Though a bitter disappointment, we can’t say that his failure to campaign for his party’s policy was a surprise. Corbyn’s long record as a Parliamentarian teaches us that leadership is not in his DNA. While he can indeed be a doughty fighter, it’s more usually against his own side—as we saw with his persistent opposition to his own party’s government that ended in 2010. He voted more often than any other against the programme on which he was elected an MP.

Unlike Cameron, who lost his job, Corbyn’s reward was an increased mandate from Labour’s largely new, and hugely increased, membership. Re-elected leader last month on well over 60% of the vote, he proceeded to promote to his front bench the least credible and most inexperienced team of opposition spokespeople for a generation. Hence the surprise when two of the most able, Starmer and Thornberry, manage to work together to let Labour take the initiative. It’s something that Corbyn’s Labour so seldom manages to do.

The Labour Party front bench team—composed substantially of politicians who believe in opposition—is once again unrepresentative of the Parliamentary Party as a whole. Labour’s membership—boosted by an anti-politics groundswell that brought the Nationalists to government in Scotland, threatens the same in France, propelled Trump to the Republican candidacy and is taking the UK out of the EU—is probably the least representative of the UK populace of any of the major political parties.

Most Labour Parliamentarians, though chastened by the size of their leader’s mandate, are unlikely to be any happier with his direction now than they were when they resigned en masse during the summer from his previous team. The Parliamentary Party represents over nine million Labour voters. The Leader of the Opposition was elected to that position on the votes of 313,000 Labour Party members. That the latter so little resemble the former, in my view, goes a long way to explain why Labour, at the last count, had a double-digit deficit in the polls.
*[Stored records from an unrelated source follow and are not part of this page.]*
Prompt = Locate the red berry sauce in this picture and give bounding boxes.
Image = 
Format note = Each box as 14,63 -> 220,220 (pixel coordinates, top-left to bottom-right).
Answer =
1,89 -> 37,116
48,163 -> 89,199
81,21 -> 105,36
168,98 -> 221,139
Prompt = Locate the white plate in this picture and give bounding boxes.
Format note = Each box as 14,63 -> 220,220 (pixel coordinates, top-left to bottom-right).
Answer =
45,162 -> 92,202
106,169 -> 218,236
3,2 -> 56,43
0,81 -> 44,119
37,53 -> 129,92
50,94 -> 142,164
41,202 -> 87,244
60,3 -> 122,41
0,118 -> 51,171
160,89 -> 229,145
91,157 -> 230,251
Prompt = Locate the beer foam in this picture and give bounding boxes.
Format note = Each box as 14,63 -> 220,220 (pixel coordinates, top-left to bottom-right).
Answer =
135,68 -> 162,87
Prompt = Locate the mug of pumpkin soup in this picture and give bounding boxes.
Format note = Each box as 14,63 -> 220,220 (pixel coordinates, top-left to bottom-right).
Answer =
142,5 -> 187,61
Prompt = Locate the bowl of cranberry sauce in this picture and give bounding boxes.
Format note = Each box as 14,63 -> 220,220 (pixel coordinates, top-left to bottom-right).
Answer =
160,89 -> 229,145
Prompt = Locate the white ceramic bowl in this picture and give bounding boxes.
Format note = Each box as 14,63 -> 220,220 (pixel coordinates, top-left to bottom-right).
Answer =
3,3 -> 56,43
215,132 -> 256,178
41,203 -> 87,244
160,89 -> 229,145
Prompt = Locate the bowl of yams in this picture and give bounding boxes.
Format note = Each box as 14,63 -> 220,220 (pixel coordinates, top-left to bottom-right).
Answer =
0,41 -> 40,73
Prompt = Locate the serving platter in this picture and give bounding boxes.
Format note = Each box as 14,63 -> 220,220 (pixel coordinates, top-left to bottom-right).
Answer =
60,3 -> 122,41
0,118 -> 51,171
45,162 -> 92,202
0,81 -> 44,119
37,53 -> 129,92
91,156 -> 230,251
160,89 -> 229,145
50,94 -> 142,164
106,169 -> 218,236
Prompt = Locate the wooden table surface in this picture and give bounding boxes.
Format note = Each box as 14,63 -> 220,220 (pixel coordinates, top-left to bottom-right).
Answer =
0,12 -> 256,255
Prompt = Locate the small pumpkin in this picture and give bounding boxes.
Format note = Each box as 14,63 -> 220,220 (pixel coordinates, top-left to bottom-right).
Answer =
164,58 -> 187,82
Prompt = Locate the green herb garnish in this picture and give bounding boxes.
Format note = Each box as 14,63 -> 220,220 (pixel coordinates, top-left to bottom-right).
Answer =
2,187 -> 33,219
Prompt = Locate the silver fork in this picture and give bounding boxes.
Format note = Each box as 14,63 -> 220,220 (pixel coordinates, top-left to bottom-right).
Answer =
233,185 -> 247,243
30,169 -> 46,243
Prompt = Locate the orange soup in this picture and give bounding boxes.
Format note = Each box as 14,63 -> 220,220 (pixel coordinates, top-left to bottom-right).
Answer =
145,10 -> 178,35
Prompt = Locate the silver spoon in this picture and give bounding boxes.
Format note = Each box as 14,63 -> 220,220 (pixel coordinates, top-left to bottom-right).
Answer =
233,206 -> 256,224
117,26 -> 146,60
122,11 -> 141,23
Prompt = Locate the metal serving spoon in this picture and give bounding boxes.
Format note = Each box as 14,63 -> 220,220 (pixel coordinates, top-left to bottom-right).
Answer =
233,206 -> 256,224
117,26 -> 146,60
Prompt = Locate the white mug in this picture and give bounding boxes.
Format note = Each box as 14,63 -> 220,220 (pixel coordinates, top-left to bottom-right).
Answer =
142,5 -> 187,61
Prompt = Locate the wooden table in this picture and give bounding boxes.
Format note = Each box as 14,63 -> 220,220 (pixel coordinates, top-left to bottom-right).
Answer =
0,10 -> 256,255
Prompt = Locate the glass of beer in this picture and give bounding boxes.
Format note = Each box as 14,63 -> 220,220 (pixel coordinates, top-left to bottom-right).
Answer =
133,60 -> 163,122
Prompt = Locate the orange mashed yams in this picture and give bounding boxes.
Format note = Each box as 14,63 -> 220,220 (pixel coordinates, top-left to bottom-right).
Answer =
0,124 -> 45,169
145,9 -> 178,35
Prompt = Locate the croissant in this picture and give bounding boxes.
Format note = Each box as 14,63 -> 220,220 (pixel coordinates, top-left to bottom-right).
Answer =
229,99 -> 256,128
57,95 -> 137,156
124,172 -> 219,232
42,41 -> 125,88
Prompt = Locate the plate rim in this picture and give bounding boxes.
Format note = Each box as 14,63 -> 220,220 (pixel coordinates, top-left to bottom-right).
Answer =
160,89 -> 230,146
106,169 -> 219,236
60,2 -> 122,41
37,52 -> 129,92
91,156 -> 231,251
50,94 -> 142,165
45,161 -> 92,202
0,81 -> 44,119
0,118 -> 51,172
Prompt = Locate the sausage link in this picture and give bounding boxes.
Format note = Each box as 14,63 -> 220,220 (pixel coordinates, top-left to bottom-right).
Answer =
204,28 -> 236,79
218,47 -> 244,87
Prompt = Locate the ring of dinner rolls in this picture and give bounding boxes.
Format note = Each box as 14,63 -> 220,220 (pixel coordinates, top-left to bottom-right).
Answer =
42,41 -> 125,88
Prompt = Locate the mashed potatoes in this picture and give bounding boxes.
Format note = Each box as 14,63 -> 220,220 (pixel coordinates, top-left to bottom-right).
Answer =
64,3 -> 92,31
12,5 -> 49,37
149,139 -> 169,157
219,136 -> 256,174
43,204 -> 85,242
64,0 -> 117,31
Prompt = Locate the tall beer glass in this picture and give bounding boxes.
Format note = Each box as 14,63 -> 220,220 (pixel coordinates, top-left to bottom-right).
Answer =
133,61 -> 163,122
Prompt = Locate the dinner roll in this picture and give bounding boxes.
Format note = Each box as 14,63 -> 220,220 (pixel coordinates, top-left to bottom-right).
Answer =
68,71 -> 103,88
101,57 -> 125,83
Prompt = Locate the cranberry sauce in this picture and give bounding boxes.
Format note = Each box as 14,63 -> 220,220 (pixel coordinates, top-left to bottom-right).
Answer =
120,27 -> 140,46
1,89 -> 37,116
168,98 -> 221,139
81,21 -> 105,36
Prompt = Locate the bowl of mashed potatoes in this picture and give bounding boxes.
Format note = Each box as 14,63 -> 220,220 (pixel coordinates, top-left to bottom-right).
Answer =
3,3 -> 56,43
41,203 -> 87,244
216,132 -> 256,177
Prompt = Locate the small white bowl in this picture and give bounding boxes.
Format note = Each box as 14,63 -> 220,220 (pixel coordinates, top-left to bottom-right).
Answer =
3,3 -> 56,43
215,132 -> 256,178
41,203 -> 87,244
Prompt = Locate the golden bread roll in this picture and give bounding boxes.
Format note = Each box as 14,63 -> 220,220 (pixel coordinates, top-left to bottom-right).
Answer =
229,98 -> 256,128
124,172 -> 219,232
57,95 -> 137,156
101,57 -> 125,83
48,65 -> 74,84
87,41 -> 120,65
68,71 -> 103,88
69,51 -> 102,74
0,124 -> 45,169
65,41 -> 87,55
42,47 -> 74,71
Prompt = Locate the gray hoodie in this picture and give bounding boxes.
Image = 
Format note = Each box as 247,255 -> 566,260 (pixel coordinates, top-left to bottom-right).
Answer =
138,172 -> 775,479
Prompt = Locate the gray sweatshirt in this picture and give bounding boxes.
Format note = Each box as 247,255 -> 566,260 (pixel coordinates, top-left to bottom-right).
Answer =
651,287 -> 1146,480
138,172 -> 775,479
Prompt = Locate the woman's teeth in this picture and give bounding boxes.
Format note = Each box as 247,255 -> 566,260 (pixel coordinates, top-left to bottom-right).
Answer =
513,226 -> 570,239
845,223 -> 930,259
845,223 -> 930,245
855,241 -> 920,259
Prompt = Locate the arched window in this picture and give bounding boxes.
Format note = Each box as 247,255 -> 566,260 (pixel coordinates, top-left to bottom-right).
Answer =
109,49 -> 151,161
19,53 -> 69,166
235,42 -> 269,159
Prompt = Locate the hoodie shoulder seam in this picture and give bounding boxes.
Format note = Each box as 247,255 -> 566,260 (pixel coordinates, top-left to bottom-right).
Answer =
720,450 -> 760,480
When you have an opposition leader who does not believe in governing, his party cannot do its job. Theresa May, our new Prime Minister, is enjoying the opinion poll bounce common to most western democracies’ new Prime Ministers. Only this time, faced with a riven, unrepresentative and discredited Parliamentary opposition, she has every reason to expect it will last.

Hugh Raven—a former Labour House of Commons and Scottish Parliament candidate, Cabinet Ministerial adviser, and councillor—has been a member of the Labour Party for over thirty years. He still is, just.